Our guest today is Michael Friedrich, Chief Architect, Cyxtera Technologies – Federal. Today’s interview has a focus on perimeter cyberdefense. He has a background in senior engineering positions in organizations like SAVVIS, Terramark, Verizon, and IBM. Many of the projects he was involved with included agencies like F.B.I .GOV and Whitehouse .GOV.
Because of this experience, he has a unique ability to expand on the concept of cybersecurity and zero trust. People who have been involved in networking for their careers know that the Virtual Private Network (VPN) has been around since the mid-1990s. During the discussion Michael states that the VPN was a great solution in its time, but cybersecurity has moved on.
Today’s network environment assumes that attackers are inside the system, what is commonly known as internally compromised clients. The VPN van be viewed as just another option for entering a federal system and then moving horizontally. Michael Friedrich says that the new perimeter is the person.

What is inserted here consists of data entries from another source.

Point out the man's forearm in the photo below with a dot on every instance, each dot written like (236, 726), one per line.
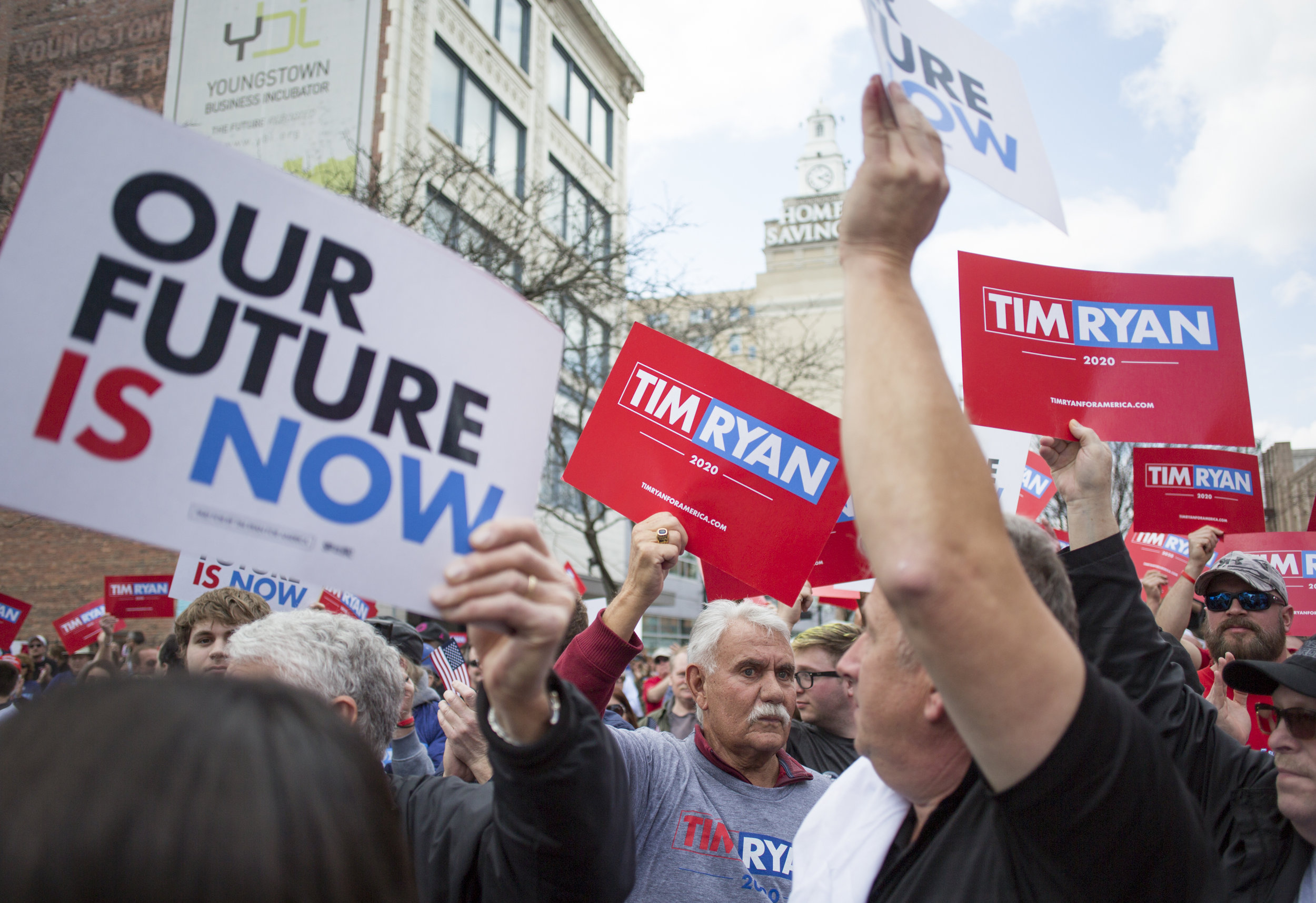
(930, 518)
(1090, 520)
(625, 610)
(1177, 606)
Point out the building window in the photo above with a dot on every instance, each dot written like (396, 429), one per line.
(472, 117)
(661, 632)
(510, 24)
(553, 491)
(572, 95)
(575, 217)
(587, 353)
(446, 224)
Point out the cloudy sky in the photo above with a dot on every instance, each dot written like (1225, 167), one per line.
(1181, 133)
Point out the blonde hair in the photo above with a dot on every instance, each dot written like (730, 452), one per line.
(228, 606)
(835, 639)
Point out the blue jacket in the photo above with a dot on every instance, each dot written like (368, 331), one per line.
(425, 711)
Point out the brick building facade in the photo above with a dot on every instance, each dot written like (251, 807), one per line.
(46, 45)
(57, 568)
(1289, 482)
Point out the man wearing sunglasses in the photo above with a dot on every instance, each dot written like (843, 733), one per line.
(1290, 723)
(1248, 618)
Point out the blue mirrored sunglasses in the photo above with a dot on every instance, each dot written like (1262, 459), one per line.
(1249, 599)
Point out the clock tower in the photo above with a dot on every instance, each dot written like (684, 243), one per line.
(822, 169)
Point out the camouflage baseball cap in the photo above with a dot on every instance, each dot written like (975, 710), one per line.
(1254, 570)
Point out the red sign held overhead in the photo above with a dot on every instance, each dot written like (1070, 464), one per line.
(12, 615)
(1180, 490)
(1294, 556)
(1118, 352)
(81, 627)
(841, 560)
(140, 597)
(1164, 552)
(753, 473)
(720, 585)
(345, 603)
(1038, 489)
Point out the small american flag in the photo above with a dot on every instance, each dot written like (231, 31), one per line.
(449, 664)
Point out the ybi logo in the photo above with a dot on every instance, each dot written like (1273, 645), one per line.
(296, 32)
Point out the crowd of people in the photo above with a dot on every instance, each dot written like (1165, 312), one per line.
(1002, 719)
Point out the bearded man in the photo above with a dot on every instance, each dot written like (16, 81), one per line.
(1248, 618)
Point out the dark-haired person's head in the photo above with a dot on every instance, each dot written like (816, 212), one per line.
(9, 676)
(578, 623)
(207, 624)
(37, 648)
(195, 790)
(98, 670)
(172, 657)
(145, 661)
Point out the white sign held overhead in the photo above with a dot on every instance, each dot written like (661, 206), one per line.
(196, 574)
(288, 82)
(972, 94)
(1007, 456)
(201, 352)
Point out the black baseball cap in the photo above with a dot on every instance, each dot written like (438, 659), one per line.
(1298, 673)
(402, 636)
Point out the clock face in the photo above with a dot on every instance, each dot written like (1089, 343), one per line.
(819, 177)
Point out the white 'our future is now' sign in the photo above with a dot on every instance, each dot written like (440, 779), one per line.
(972, 94)
(201, 352)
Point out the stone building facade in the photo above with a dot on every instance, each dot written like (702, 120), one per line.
(1289, 482)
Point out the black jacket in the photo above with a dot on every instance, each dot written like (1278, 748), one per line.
(553, 825)
(1235, 786)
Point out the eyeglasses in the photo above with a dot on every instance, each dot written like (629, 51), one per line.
(1302, 722)
(806, 678)
(1249, 599)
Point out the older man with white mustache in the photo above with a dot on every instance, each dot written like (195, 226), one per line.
(717, 811)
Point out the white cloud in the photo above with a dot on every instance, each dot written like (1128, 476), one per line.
(728, 67)
(1301, 437)
(1298, 287)
(1238, 77)
(1241, 75)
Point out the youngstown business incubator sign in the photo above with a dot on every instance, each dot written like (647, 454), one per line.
(290, 82)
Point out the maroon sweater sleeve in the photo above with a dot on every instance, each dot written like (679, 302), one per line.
(594, 661)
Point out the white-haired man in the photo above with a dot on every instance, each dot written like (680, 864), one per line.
(722, 805)
(345, 663)
(552, 762)
(1011, 770)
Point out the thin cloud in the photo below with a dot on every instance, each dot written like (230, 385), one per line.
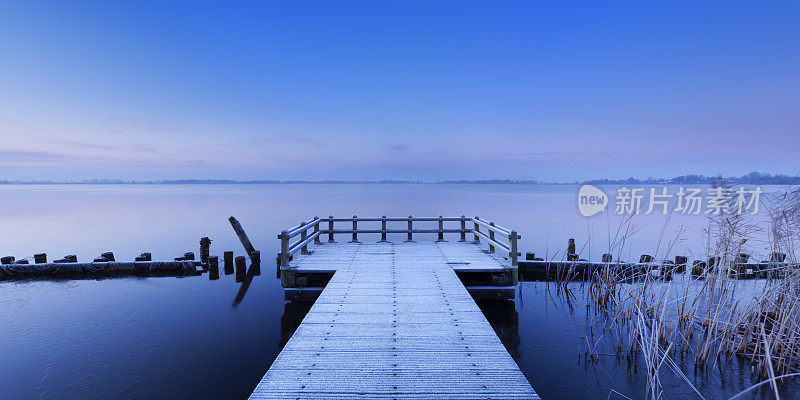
(87, 145)
(145, 148)
(398, 147)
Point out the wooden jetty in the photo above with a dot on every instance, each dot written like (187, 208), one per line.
(394, 320)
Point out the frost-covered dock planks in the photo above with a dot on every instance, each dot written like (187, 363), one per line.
(395, 322)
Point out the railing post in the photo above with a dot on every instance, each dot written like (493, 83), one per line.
(303, 236)
(284, 249)
(410, 227)
(512, 239)
(330, 229)
(355, 229)
(383, 229)
(316, 230)
(491, 238)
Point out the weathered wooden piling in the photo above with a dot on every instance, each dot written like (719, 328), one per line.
(144, 257)
(205, 249)
(255, 263)
(237, 227)
(213, 268)
(228, 261)
(571, 255)
(241, 268)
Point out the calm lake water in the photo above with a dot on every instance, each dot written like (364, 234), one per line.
(168, 337)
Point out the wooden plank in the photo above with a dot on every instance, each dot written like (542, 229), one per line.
(395, 322)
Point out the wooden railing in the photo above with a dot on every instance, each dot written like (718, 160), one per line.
(495, 236)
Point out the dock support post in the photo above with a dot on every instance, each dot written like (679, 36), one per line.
(241, 268)
(330, 229)
(410, 227)
(284, 249)
(512, 238)
(205, 249)
(355, 229)
(571, 255)
(227, 259)
(491, 239)
(316, 230)
(383, 229)
(237, 227)
(213, 268)
(303, 236)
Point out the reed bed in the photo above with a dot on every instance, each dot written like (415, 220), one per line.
(654, 321)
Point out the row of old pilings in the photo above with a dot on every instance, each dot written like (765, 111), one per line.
(230, 264)
(535, 268)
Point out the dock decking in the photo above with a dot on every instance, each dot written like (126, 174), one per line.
(395, 322)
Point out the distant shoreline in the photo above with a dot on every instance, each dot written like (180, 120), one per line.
(754, 178)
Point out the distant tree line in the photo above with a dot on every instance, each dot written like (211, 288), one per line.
(753, 178)
(757, 178)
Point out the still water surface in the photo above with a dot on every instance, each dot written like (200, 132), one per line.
(168, 337)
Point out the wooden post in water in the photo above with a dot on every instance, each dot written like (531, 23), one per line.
(241, 268)
(330, 229)
(383, 229)
(441, 230)
(227, 258)
(213, 268)
(205, 249)
(410, 227)
(144, 257)
(491, 239)
(571, 255)
(355, 229)
(255, 263)
(514, 253)
(237, 227)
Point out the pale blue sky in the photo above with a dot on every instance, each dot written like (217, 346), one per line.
(552, 91)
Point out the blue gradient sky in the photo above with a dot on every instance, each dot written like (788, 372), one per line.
(398, 90)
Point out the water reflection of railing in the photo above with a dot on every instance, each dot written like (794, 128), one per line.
(495, 236)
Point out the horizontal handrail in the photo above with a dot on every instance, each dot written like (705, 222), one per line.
(304, 227)
(490, 226)
(337, 231)
(299, 245)
(397, 219)
(494, 235)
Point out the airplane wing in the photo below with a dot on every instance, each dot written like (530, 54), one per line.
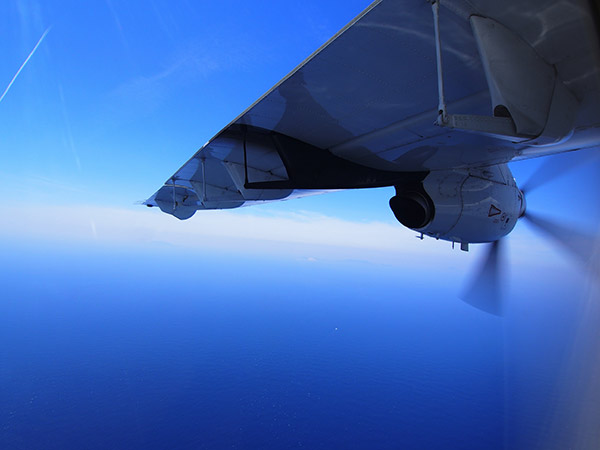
(405, 90)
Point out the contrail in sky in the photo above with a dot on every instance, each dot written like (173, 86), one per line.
(24, 63)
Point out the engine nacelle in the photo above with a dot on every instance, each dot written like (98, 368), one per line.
(466, 206)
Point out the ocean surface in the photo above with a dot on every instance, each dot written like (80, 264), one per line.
(163, 348)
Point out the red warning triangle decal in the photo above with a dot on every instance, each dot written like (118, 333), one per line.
(494, 211)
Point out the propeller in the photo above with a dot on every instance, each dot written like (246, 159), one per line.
(484, 289)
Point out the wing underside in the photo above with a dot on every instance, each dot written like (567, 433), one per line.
(360, 111)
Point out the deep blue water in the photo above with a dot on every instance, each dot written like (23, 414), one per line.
(112, 348)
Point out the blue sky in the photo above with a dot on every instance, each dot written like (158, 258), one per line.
(120, 94)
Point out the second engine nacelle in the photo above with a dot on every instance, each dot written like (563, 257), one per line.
(466, 206)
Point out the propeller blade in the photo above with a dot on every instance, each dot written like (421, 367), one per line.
(580, 245)
(484, 290)
(556, 165)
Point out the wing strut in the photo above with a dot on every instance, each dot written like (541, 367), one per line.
(443, 114)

He talks about Multiple Authentication Transport Layer Security. This means to authenticate first, then allow access to specific sets of data. This authentication can involve identifying devices, locations, and even time of access. Today, this concept is commonly known as zero trust.
Firewalls have evolved into systems that have thousands of rules, a complexity that gets in the way of responding to a threat. In order to protect high value data sets, one must not assume data is available on a need to know basis.